Q: I’ve been working at my current job for approximately a year. While things are going OK, I think it’s time I look for better prospects. My current employer has praised me tremendously on my work habits and we’ve always had a good relationship. Recently, however, he found out I had my current resumé posted online and has threatened me with instant firing if I don’t remove it. He thinks that my resumé being online as a current employee makes the company look bad. Is having your resumé posted online while you are employed illegal? And if it’s not why would an employer feel threatened by this?

A: Thanks for writing in. From what I’ve researched it doesn’t appear that having your resumé posted online while at a current job is illegal. It might be questionable as to your loyalty to your current employer, but then again in these competitive times it’s easy to argue that it’s always in our best interest as employees to be aware of profitable opportunities at all times.


Having your resumé online is not grounds for termination. However, it could place you in a difficult working environment, which could lead to convenient issues with your performance — regardless of how good it was before your employer found out your resumé is posted on job sites. You get the picture, right?

Should you decide to keep looking for other employment and want to keep it a secret, you should refrain from placing your current employer on your resumé as a reference. Furthermore, you shouldn’t be sharing your job search with fellow colleagues or searching for new jobs while at your current job. Remember the key must always be to remain professional.

So, why would an employer feel threatened by you having your resumé online? No one wants to find things out — especially things directly impacting their success — by surprise and your employer is no exception. He obviously values your talent and is now being faced with the possibility of losing it.
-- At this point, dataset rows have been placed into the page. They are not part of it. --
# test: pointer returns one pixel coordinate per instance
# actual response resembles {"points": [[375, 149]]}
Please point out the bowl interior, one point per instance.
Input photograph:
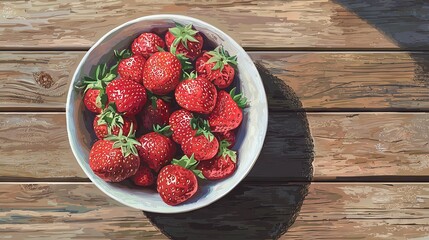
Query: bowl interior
{"points": [[250, 136]]}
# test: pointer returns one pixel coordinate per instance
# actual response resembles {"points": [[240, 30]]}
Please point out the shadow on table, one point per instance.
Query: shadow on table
{"points": [[256, 210], [412, 33]]}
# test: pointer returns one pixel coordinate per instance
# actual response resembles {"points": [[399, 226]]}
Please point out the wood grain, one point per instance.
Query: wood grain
{"points": [[329, 211], [317, 80], [345, 145], [263, 24], [36, 80]]}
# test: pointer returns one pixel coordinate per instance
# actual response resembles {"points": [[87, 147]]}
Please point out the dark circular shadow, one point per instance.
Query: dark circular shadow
{"points": [[264, 205]]}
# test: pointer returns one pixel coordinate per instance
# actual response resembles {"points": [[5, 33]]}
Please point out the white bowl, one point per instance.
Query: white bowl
{"points": [[250, 136]]}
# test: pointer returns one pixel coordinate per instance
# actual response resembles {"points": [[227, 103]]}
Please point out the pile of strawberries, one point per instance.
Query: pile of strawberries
{"points": [[172, 92]]}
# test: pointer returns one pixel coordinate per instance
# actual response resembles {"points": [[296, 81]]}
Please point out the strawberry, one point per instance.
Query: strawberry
{"points": [[147, 44], [178, 182], [144, 176], [115, 158], [157, 150], [203, 145], [95, 98], [91, 102], [156, 113], [229, 136], [222, 166], [161, 73], [180, 122], [227, 114], [184, 40], [128, 96], [196, 94], [130, 67], [216, 66], [111, 121]]}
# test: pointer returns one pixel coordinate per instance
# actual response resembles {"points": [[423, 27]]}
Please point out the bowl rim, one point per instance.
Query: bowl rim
{"points": [[69, 115]]}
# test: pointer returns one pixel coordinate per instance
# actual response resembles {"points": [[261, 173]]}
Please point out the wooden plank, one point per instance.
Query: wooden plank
{"points": [[68, 211], [36, 80], [313, 80], [273, 24], [254, 211], [345, 145]]}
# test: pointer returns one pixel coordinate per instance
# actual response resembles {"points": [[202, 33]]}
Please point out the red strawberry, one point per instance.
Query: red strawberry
{"points": [[115, 158], [177, 182], [144, 176], [229, 136], [128, 96], [147, 44], [196, 95], [90, 100], [110, 119], [156, 113], [184, 40], [95, 98], [156, 149], [216, 67], [227, 114], [203, 145], [222, 166], [161, 73], [180, 122], [132, 68]]}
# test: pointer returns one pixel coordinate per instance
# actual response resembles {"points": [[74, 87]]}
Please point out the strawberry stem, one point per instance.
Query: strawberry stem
{"points": [[182, 34], [127, 144], [221, 58], [202, 127], [189, 163], [225, 151], [238, 98], [111, 117], [125, 53], [166, 130]]}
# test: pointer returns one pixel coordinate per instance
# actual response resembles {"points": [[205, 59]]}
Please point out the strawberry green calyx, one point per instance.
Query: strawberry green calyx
{"points": [[126, 143], [191, 75], [166, 130], [100, 79], [182, 34], [225, 151], [202, 127], [220, 57], [238, 98], [189, 163], [111, 117], [125, 53], [184, 61], [153, 98]]}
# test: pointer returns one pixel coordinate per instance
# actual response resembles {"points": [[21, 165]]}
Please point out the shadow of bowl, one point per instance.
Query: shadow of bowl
{"points": [[257, 208]]}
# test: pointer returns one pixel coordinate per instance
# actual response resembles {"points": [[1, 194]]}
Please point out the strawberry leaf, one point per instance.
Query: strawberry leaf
{"points": [[198, 173], [189, 163], [166, 130], [127, 144], [184, 61], [239, 98], [225, 151], [182, 34], [101, 99], [111, 117], [160, 49]]}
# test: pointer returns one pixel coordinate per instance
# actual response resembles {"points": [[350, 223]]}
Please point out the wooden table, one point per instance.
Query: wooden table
{"points": [[346, 154]]}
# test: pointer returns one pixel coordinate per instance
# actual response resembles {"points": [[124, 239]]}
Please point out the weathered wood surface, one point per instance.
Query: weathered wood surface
{"points": [[316, 80], [273, 24], [345, 145], [329, 211]]}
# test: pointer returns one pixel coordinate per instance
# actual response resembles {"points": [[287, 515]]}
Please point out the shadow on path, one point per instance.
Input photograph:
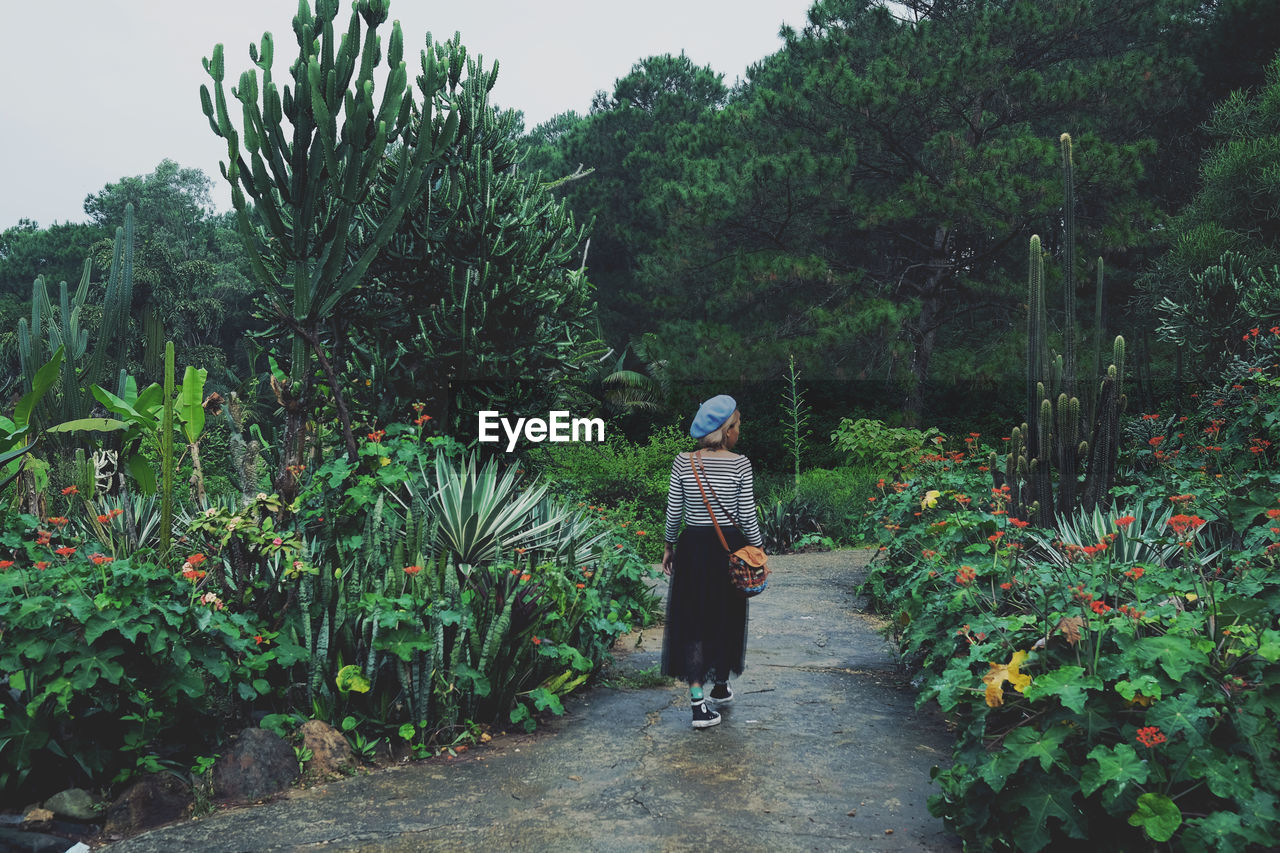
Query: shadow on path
{"points": [[822, 749]]}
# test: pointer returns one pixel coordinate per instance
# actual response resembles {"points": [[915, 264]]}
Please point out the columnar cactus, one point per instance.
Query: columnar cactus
{"points": [[297, 190], [1047, 447]]}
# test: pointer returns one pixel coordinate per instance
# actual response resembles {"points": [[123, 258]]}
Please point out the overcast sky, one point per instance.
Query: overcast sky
{"points": [[96, 90]]}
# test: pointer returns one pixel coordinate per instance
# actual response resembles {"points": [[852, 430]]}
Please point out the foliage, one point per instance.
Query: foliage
{"points": [[480, 299], [1124, 687], [310, 179], [871, 443], [836, 497], [114, 665]]}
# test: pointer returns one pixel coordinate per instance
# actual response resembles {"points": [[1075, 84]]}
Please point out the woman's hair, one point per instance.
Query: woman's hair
{"points": [[716, 439]]}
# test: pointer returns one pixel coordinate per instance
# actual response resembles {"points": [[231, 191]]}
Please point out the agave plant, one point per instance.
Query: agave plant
{"points": [[1141, 541], [784, 523], [479, 512]]}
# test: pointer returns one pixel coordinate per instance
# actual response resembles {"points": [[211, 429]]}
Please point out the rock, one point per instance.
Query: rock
{"points": [[154, 799], [74, 803], [330, 753], [259, 765], [19, 842], [36, 816]]}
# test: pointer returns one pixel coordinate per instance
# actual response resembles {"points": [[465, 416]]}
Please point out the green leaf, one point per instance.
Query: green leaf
{"points": [[1066, 684], [1173, 653], [1118, 765], [1046, 747], [88, 424], [1180, 715], [40, 384], [191, 397], [1157, 816], [351, 679]]}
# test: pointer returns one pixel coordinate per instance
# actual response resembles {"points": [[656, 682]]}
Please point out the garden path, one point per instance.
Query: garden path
{"points": [[821, 751]]}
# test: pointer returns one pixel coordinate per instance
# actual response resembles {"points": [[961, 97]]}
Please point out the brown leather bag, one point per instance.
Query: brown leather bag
{"points": [[748, 566]]}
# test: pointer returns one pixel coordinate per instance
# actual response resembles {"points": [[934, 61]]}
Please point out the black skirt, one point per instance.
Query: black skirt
{"points": [[704, 638]]}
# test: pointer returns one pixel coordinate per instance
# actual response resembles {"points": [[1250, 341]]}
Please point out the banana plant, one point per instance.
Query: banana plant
{"points": [[16, 439]]}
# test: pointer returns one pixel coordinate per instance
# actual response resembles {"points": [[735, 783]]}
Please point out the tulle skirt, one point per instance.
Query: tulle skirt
{"points": [[704, 638]]}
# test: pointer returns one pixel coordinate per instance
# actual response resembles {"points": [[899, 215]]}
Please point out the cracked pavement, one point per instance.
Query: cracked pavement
{"points": [[822, 749]]}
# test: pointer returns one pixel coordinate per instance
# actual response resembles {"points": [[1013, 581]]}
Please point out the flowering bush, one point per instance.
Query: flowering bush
{"points": [[1120, 683], [114, 665]]}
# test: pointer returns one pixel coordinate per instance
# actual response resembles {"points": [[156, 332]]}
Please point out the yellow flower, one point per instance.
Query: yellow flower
{"points": [[1001, 673]]}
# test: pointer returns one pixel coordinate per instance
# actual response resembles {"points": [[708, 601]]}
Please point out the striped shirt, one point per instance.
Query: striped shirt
{"points": [[731, 479]]}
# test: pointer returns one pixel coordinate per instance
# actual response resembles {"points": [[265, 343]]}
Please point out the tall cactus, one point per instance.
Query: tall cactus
{"points": [[86, 363], [1047, 450], [297, 190]]}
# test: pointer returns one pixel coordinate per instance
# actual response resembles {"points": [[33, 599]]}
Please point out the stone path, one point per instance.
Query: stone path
{"points": [[821, 751]]}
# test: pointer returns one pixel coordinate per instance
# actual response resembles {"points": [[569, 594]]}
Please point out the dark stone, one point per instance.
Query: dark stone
{"points": [[73, 803], [154, 799], [259, 763], [330, 753], [18, 842]]}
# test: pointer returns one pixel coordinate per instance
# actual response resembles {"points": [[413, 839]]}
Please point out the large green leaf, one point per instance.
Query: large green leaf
{"points": [[44, 381], [1157, 815], [191, 397]]}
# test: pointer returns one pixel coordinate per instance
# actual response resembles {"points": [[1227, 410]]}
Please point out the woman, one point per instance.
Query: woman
{"points": [[705, 633]]}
Jill Andrew — CYW, BA, BA (Hons.), BEd. Please include your full name, address and telephone number when e-mailing. All letters are subject to publication.


jill’s tip of the week

  • Whenever giving an employee or a colleague criticism on their work it always helps if you start with acknowledging something they have done well first. People are much more open to accepting and learning from criticism if they feel their strengths are equally noticed and rewarded.